Isn't it by definition (admittedly reality is less ideal) that all hash values have equal probability? What happens if a real item does end up with the magic "empty" hash value? I think it'd be safer to have a separate flag for this case.
* To erase an item is easy: iterators store an iterator to the bucket and an offset into the linear table. Erasure involves constructing a temporary value_type, locking the bucket and performing a *move* construction out of the table into the temporary value_type, resetting the hash to empty. Destruction can then occur without holding the bucket lock. If the item just erased is the last in the bucket, the bucket's size (not capacity) is reduced by one, and that is repeated until the bucket size is the minimal possible.

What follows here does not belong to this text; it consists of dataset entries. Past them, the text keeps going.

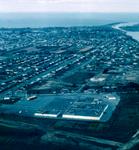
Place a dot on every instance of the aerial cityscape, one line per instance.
(69, 87)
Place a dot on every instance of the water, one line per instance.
(18, 20)
(134, 35)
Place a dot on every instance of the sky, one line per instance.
(69, 5)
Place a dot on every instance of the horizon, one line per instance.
(68, 6)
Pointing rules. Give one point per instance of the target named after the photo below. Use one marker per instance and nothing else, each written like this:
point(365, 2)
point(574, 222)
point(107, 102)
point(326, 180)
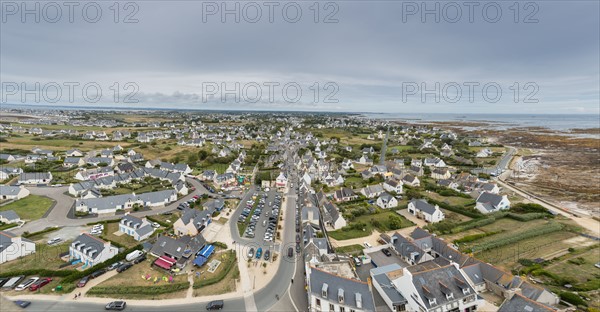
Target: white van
point(133, 255)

If the hash is reset to empty and the lock released before destruction occurs, doesn't that mean that something else could try to concurrently construct into the same storage? After all, the item slot will now look empty to insert(). Similarly the bucket size could be reduced by one just as insert() puts something into that bucket slot (thinking that it was still within the valid range, so not trying to increment it itself).
* size() under this design becomes O(bucket count) as we sum the count members of each bucket. empty() is worst case O(bucket count) when the map is empty, best case O(1) when the first bucket is not empty, average case O(bucket count/item count/2).
You could use a relaxed count at the top level to improve this, possibly. size() and empty() become statistical rather than prescriptive in the presence of concurrent writes anyway, so a stale value is not harmful. Although I suppose conversely updating a shared counter will cause cache contention performance loss for insert/erase, which may not be worth it for the benefit of statistical functions that are less likely to even be called in a concurrent design.
Thoughts on this design before I write a final implementation are welcome. I don't plan to complete my implementation past the minimum needed for proposed Boost.AFIO, so if someone else wishes to finish it that and make it part of official Boost that would be great.
I presume you've looked at other common implementations of this sort of thing? eg. libcds.